Cómo hacer que tu cuerpo queme grasa en lugar de carbohidratos

Los carbohidratos se han convertido en el tema principal de muchas conversaciones, dietas y programas de ejercicio. Estas pequeñas fuentes de combustible, contienen grandes cantidades de poder. Los carbohidratos son energía que se quema rápidamente para actividades como impulsarte para correr, nadar bajo el agua y saltar en el aire. Estas actividades normalmente duran menos de dos minutos. Aunque tu cuerpo utiliza tanto grasa como carbohidratos, la concentración puede variar entre uno y otro. El cuerpo utiliza primordialmente la grasa como combustible cuando el ejercicio es de un nivel bajo a moderado y dura por lo menos 10 minutos.

Nivel de dificultad:
Moderadamente fácil

Necesitarás

  • Calculadora

Instrucciones

  1. Selecciona ejercicios aeróbicos que utilicen grandes grupos musculares y sean rítmicos y continuos. Por ejemplo, escoge ejercicios como caminata, baile, natación, ciclismo, patinaje, remo o subir escaleras.

  2. Después de un calentamiento de cinco a 10 minutos a un ritmo bajo, incrementa la velocidad de tu entrenamiento hasta un nivel que te deje un poco sin aliento pero seas capaz de mantener una conversación. Si puedes hablar, sabes que estas teniendo una cantidad adecuada de oxígeno, así que la grasa se está utilizando como combustible. Si no puedes hablar, tu entrada de oxígeno es baja y tu cuerpo cambia a los carbohidratos como combustible.

  3. Mide la intensidad de tu entrenamiento utilizando el ritmo cardiaco para quedarte en el rango bajo o moderado y garantices que estás quemando grasa. Sustrae tu edad de 220 y multiplica el resultado por 0,60 y 0,80. Estos números representan el ritmo cardíaco que debes tener durante el ejercicio.

  4. Monitorea tu pulso colocando tus dedo índice y medio en la parte lateral de tu cuello, o en tu muñeca en la parte inferior, del lado de tu pulgar.

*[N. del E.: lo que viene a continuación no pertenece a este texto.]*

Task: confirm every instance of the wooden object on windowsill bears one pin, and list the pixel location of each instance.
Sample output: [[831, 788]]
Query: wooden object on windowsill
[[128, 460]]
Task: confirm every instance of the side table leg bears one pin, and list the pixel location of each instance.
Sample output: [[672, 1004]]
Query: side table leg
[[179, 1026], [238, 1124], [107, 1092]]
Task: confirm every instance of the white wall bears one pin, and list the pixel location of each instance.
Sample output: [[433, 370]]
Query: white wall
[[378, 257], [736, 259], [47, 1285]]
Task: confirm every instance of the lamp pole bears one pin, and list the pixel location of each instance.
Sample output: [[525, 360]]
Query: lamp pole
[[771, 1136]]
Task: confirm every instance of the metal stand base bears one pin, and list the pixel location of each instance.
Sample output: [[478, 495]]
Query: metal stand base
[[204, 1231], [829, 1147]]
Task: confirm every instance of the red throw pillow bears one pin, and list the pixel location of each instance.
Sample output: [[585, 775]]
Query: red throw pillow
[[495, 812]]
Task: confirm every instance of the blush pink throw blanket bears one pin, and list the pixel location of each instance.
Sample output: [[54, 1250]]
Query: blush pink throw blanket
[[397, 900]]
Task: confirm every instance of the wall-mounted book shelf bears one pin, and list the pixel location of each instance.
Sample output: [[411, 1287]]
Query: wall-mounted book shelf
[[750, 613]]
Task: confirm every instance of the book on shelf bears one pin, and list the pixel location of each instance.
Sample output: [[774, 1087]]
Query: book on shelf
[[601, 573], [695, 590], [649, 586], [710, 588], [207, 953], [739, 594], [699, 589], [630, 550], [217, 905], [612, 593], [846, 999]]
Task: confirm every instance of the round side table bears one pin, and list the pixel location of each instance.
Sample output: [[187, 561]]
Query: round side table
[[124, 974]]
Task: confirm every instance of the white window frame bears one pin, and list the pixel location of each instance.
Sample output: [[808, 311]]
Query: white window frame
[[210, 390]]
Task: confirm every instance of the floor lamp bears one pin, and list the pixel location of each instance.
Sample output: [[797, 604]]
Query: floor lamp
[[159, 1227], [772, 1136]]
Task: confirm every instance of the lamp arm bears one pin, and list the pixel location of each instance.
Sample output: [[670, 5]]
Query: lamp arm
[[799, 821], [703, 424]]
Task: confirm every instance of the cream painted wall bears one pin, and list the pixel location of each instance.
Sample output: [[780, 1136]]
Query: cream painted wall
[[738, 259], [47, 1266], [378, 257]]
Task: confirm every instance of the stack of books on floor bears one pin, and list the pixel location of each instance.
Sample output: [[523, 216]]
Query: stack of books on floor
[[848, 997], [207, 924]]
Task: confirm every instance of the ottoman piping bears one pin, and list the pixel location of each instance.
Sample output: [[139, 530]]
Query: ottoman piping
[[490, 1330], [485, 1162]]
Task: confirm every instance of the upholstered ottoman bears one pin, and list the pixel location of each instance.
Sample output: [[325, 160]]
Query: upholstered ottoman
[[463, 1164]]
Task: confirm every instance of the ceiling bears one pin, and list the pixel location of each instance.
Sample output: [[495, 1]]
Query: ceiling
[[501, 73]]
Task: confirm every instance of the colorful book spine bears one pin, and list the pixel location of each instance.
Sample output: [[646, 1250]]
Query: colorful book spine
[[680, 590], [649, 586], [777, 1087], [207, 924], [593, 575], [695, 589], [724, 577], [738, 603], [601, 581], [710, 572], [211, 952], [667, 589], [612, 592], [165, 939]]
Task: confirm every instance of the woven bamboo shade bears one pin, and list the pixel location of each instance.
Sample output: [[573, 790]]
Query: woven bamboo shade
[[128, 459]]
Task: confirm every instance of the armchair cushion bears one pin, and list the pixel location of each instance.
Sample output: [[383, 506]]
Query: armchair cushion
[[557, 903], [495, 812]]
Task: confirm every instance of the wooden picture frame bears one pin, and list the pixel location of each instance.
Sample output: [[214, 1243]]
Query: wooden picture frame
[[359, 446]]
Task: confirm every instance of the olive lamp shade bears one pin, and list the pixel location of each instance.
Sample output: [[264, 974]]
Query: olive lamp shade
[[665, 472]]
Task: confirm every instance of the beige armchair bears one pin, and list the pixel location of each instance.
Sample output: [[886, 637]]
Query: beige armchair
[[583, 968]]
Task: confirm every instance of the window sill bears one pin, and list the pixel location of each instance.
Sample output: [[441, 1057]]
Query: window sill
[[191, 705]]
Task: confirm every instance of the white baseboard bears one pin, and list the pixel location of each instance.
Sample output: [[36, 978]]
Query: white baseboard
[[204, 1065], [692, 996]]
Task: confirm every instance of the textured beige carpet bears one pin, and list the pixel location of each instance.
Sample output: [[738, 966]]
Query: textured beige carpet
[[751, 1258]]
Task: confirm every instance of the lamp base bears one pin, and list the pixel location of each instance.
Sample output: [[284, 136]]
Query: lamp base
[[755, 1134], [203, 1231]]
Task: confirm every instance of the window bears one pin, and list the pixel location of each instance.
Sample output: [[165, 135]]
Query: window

Cuenta los latidos que sientas en 10 segundos y multiplica el resultado por seis. Compara tu pulso con el ritmo cardíaco que debes tener.

  5. Si tu pulso es más bajo de la meta, aumenta el paso. Disminuye el paso si tu ritmo cardiaco está sobre tu meta.

  6. Ejercítate a un ritmo estable, con el ritmo cardíaco adecuado, por lo menos entre 20 y 30 minutos para quemar calorías de grasa.

  7. Enfríate al final de tu entrenamiento con un paso lento de tres a cinco minutos.

Consejos y advertencias

  • Conforme tu condición física aumenta, sube la velocidad de tu entrenamiento para quemar el mayor número de calorías. Mantente debajo de tu ritmo cardíaco máximo, el cual es 220 menos tu edad, para que tu cuerpo no comience a quemar carbohidratos.
  • Habla con un médico antes de comenzar un entrenamiento cardiovascular para determinar si tu corazón es lo suficientemente saludable para hacer ejercicio.